- Pink Romance Single Cover

Single by K.Will, Sistar, and Boyfriend
- Released: November 25, 2011
- Recorded: 2011
- Genre: K-pop, dance, pop
- Length: 3:30
- Label: Starship Entertainment

K.Will, Sistar, and Boyfriend singles chronology
|  | "Pink Romance" (2011) | "White Love" (2012) |

= Pink Romance =

"Pink Romance" is the first collaboration single of labelmates K.Will, Sistar, and Boyfriend from Starship Entertainment released under the name Starship Planet. Starship Entertainment stated that this project of digital singles is a way of thanking Starship's fans and was created to help those in need. The special digital single was released on November 25, 2011.

== Background and promotion ==
K.Will, Sistar, and Boyfriend collaborated as Starship Planet on a festive music video for the digital single "Pink Romance" in which they expressed their love for each other and their fans. A part of the digital single's sales will be donated to charity.

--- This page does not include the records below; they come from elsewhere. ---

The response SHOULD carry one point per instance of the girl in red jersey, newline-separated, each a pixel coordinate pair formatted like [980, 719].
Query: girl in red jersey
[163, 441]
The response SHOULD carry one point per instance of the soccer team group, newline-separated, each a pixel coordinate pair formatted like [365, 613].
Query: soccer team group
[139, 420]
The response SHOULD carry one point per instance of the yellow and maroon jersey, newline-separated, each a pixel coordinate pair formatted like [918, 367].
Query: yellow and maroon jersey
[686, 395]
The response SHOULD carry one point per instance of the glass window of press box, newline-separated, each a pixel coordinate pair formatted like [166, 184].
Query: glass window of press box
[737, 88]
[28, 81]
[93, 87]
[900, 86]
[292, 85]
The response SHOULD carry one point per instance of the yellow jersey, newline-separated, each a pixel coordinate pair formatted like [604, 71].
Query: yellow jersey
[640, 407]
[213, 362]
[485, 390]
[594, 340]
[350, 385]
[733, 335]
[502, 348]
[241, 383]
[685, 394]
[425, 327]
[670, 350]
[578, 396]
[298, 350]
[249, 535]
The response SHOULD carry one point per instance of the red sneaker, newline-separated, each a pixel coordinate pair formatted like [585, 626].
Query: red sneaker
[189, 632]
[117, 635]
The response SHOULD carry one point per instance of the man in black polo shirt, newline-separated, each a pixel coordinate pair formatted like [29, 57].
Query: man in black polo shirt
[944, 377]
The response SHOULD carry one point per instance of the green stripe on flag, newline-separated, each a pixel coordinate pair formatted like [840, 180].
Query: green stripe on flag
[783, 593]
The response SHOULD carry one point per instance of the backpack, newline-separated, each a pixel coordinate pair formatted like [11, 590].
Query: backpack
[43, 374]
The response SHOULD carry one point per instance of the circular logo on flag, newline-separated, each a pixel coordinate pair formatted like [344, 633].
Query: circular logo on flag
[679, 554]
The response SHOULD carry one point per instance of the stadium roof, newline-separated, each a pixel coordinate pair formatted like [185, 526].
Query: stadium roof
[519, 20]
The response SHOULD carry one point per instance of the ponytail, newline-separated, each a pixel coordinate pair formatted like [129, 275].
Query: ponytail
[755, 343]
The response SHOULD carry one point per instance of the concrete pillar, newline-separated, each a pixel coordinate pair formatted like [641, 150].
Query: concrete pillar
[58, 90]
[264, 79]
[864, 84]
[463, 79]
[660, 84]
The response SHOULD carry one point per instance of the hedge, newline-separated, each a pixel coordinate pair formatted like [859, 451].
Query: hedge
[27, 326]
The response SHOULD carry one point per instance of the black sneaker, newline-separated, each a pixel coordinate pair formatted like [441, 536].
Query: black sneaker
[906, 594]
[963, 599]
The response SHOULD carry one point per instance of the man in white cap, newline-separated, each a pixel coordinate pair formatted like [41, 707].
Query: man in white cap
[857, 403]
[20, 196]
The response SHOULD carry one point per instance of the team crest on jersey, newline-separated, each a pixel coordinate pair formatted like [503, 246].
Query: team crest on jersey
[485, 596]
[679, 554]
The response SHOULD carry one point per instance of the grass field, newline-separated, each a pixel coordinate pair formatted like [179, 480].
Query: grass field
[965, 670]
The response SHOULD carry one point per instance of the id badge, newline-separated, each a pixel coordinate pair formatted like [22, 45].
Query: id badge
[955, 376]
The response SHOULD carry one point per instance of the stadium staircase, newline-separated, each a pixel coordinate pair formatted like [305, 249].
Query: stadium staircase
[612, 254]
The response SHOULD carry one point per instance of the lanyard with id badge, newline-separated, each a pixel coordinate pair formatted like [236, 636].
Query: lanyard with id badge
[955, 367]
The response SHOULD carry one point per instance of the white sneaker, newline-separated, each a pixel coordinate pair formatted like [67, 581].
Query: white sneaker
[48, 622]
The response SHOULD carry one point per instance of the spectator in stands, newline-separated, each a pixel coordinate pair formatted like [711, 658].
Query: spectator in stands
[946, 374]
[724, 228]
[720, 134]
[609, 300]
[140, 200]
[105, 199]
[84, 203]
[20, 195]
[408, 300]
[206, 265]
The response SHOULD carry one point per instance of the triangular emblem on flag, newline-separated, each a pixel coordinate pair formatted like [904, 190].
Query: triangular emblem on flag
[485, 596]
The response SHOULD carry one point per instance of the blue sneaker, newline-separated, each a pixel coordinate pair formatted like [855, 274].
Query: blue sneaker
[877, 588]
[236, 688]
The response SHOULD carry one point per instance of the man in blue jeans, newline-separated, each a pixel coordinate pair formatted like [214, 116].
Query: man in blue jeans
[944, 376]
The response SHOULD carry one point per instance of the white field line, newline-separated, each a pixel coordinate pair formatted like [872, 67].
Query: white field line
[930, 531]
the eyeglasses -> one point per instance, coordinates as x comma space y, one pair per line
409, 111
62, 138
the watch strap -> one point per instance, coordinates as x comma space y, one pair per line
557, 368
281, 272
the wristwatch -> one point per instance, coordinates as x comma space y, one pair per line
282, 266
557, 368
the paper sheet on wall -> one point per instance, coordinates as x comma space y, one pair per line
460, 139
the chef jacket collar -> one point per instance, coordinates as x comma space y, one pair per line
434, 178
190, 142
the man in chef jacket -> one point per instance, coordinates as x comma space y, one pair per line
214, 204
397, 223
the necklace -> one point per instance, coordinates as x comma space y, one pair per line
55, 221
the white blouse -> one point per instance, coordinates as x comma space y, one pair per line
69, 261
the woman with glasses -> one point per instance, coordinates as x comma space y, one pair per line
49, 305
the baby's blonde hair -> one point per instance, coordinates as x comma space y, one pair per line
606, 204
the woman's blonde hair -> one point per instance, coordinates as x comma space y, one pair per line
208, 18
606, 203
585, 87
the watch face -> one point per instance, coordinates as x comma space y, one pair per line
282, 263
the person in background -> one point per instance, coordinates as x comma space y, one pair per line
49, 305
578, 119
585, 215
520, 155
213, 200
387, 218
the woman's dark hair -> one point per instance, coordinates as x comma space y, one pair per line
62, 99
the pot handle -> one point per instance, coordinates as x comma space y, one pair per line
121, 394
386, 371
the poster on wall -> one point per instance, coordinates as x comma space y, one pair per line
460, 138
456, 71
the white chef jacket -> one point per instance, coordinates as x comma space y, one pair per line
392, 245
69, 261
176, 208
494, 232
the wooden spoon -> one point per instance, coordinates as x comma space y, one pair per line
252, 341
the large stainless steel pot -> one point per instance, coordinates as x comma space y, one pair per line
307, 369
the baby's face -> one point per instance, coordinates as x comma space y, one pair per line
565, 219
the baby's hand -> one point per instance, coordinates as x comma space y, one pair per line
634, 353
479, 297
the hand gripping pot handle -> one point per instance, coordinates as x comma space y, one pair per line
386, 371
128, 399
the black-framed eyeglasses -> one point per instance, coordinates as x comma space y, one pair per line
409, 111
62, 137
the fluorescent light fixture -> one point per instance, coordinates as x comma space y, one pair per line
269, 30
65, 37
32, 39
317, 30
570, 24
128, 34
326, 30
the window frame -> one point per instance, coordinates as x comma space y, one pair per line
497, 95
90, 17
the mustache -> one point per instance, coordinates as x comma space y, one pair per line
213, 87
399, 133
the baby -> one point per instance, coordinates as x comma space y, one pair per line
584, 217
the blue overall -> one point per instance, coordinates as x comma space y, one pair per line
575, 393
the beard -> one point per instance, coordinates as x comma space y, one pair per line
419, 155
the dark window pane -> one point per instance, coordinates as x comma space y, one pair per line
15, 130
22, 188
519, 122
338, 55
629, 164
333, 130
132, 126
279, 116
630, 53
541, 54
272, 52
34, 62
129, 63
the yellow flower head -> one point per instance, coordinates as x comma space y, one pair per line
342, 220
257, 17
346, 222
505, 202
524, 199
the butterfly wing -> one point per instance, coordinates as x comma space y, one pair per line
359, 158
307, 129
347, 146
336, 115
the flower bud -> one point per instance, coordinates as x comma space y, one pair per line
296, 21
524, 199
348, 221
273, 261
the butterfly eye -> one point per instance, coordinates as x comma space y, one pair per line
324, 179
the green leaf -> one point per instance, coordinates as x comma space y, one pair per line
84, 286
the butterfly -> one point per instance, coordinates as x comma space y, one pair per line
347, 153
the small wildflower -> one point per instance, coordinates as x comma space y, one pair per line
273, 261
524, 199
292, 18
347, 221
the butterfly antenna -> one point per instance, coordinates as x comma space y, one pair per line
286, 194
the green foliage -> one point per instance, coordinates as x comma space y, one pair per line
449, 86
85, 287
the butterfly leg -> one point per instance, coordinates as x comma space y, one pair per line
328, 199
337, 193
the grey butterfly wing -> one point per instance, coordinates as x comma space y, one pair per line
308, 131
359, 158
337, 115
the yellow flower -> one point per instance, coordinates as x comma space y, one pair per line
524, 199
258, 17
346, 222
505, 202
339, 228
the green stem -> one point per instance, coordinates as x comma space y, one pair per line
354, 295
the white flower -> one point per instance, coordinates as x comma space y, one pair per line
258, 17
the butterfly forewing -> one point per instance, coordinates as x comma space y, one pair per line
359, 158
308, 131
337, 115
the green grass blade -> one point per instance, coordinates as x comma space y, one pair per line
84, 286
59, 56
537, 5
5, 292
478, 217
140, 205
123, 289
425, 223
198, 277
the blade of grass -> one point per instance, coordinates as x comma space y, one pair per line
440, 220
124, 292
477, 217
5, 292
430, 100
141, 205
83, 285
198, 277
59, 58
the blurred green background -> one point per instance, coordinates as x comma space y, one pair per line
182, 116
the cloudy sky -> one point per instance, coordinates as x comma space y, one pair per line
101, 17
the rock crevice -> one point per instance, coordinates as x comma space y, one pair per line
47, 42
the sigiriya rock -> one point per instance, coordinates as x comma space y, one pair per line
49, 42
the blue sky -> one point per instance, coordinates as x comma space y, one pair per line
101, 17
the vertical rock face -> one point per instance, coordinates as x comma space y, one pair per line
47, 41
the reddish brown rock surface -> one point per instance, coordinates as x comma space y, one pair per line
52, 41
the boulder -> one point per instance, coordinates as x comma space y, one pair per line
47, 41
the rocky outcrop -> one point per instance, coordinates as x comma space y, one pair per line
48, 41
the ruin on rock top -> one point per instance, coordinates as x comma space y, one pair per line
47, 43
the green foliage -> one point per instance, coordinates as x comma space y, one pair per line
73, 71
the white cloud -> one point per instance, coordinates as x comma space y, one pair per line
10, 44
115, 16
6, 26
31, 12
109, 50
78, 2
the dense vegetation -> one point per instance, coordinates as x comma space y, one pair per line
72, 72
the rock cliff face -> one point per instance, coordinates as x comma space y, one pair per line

Starship Entertainment also remarked that their artists have volunteered to contribute to the community.

==Music videos==

| Year | Song | Length |
|---|---|---|
| 2011 | "Pink Romance" | 3:30 |

===Collaboration singles===

| Year | Information | Track listing | Peak Chart Positions | Sales |
(Gaon Chart)
| 2011 | Released: November 25, 2011; Format: Digital download; Label: Starship Entertainment; | "Pink Romance"; | 25 | —N/a |
"—" denotes releases that did not chart or were not released in that region.